Conditions at game time were brutal. It was 10 degrees with windchill factors of 10 to 15 below. It was so cold, pucks were cracking in half and the player’s water bottles froze instantly. I worried about how the camera and batteries would hold out but there were no issues, attaching a foot warmer heating pad to the bottom of the camera must’ve helped. I dressed warm enough with plenty of layers but the hands are always problematic. It’s impossible to wear heavy gloves and operate the knobs and controls on the cameras. Keeping a few hand warmers in my pockets barely provided relief.
Hockey, even in a heated arena, always have been one of the most challenging sports to shoot due to its fast pace and limited vantage points around the plastic barriers, while at all times trying to stay clear of puck projectiles and hurling bodies.
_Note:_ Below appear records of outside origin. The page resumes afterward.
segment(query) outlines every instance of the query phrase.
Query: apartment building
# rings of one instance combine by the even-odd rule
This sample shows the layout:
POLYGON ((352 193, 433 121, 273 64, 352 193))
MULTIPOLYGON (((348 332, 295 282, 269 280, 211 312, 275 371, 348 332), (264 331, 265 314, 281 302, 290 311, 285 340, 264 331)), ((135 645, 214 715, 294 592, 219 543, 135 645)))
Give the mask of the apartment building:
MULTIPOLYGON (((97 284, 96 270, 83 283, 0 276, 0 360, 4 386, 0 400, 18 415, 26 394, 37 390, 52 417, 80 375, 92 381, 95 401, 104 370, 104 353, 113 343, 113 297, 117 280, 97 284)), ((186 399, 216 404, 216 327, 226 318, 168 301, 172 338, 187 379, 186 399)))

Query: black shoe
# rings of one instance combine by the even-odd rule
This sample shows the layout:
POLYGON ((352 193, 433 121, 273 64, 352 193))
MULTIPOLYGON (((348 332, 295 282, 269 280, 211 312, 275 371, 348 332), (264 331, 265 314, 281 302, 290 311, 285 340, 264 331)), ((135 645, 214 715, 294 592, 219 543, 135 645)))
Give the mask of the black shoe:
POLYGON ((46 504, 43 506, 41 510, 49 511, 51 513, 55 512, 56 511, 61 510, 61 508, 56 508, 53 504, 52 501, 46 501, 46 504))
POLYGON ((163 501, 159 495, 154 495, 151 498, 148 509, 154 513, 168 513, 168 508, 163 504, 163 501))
Fortunately, current camera and lens technology have made following the action a lot easier under the bright stadium lights.
Despite the bitter cold, it was neat to experience the fabled venue from unique vantage points and be able to visit the (wonderfully heated) exclusive skyboxes and club areas with lots of memorabilia and great sports photography everywhere. At least in hockey they have three periods which allowed for two thawing out breaks, then it was back to the boys of winter, certainly different than the summer ones.